I wonder, was Theano of Crotone trying to protect her students, women, from being harmed, by encouraging reserved behaviour? In order to survive, live and thrive in a society, which appeared to punish the presence of women in public spaces. It certainly didn’t invite women openly into these. Maybe as servants? Who was getting served philosophy? Turns out, philosophy serves both women and men in diverse circumstances. What constituted being a woman back then? Opinions appear to vary even in ancient times. I wonder how much the biological sex had to do with ancient conceptions of gender (sexual social role). The women’s vulvaginas, mysterious caves, with the ability to give birth. The men’s millions of seeds, held in evident dangling seed sacks, shooting out from overt tubes of flesh.

Theano was a Pythagorean thinker. Pythagorean philosophy holds that the human being is part of the world, which is animate and of divine origin as well. There is never just matter. Everything is related to everything else; nothing is isolated. The world and humankind live naturally in harmony and one must be careful not to disturb this harmony. All excess is to be avoided. Asceticism and spiritual work are called for. Numbers are the unifying, regulative, and essential Element. Numbers give everything clarity and contour, certainty and form. Without the power of the mathematical everything would be chaotic and indefinite. Every single human being is responsible for a harmonious day-to-day. Theano lived according to the precept that order is godly and natural, and this is what she taught as well. *

In this context, philosophy has a strong practical relevance. It does not develop independently from everyday life. To think about the meaning of life includes the question of how daily life is to be fashioned.

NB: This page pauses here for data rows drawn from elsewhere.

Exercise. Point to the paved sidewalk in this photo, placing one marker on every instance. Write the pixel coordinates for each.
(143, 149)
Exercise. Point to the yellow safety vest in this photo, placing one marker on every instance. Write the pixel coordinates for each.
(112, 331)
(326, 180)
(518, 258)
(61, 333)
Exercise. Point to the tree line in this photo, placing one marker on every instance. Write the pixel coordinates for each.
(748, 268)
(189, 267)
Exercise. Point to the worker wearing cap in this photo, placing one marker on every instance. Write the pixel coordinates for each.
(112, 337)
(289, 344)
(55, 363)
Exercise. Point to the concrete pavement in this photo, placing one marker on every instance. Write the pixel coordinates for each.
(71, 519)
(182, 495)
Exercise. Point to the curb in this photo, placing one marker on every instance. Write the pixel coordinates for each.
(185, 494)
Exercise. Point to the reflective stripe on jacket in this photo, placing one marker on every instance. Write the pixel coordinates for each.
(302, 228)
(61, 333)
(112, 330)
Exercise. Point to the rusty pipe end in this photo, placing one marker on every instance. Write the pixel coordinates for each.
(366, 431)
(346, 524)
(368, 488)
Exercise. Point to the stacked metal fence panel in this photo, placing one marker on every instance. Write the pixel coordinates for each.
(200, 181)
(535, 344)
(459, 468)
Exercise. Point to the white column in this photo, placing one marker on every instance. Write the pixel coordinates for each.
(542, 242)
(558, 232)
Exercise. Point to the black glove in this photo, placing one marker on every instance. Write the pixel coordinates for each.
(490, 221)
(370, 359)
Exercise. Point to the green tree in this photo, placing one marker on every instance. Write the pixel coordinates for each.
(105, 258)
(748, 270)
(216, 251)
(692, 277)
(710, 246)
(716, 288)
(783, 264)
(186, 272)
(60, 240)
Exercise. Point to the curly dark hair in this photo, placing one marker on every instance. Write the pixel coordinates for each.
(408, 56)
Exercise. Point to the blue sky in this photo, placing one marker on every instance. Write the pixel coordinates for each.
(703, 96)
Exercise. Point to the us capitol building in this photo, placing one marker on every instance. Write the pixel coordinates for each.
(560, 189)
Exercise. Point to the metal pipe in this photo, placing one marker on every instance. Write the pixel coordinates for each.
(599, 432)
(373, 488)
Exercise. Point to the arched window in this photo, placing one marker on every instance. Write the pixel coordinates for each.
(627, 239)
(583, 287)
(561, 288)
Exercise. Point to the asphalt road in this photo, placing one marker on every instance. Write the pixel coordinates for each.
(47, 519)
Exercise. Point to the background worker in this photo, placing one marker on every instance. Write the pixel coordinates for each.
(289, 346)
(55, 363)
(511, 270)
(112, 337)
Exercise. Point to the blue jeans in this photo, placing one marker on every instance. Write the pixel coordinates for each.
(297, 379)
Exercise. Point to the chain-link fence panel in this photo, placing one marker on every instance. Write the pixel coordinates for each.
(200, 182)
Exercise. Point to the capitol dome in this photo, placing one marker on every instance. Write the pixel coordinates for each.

Theory and practice are not separate. *  In “On Piety” Theano wrote:

“I heard that many Greeks believe Pythagoras claimed that all things arise from numbers. This claim contains a problem: How can things that don’t exist, be understood as being? However, Pythagoras didn’t mean that all things arise from numbers, but in accordance with numbers – on the ground that numbers are the first order of everything and through the division of this order all things that are counted can be assigned a 1. and 2. and everything following.” *

Philosophress Ingeborg Gleichauf considers Theano’s thinking to be very complex. Theano, like Pythagoras, considered that mathematics matter greatly. She wondered how numbers and things relate to each other. Pythagoras and Theano both hold that things and numbers have an intimate relationship, attributed to the fact that humans are able to count things.

Ms. Gleichauf observes that in this early period of philosophy, it already becomes clear that the first and fundamental question for philosophizing is the issue of the essence of all things, of humans and the world. Pythagoreans wondered how everything is linked together, and which is the highest principle. They searched for what regulating power might be beyond the sensory reality.  They gained their insight from experience and the contemplation thereof. We continue to ask these questions today, she writes.  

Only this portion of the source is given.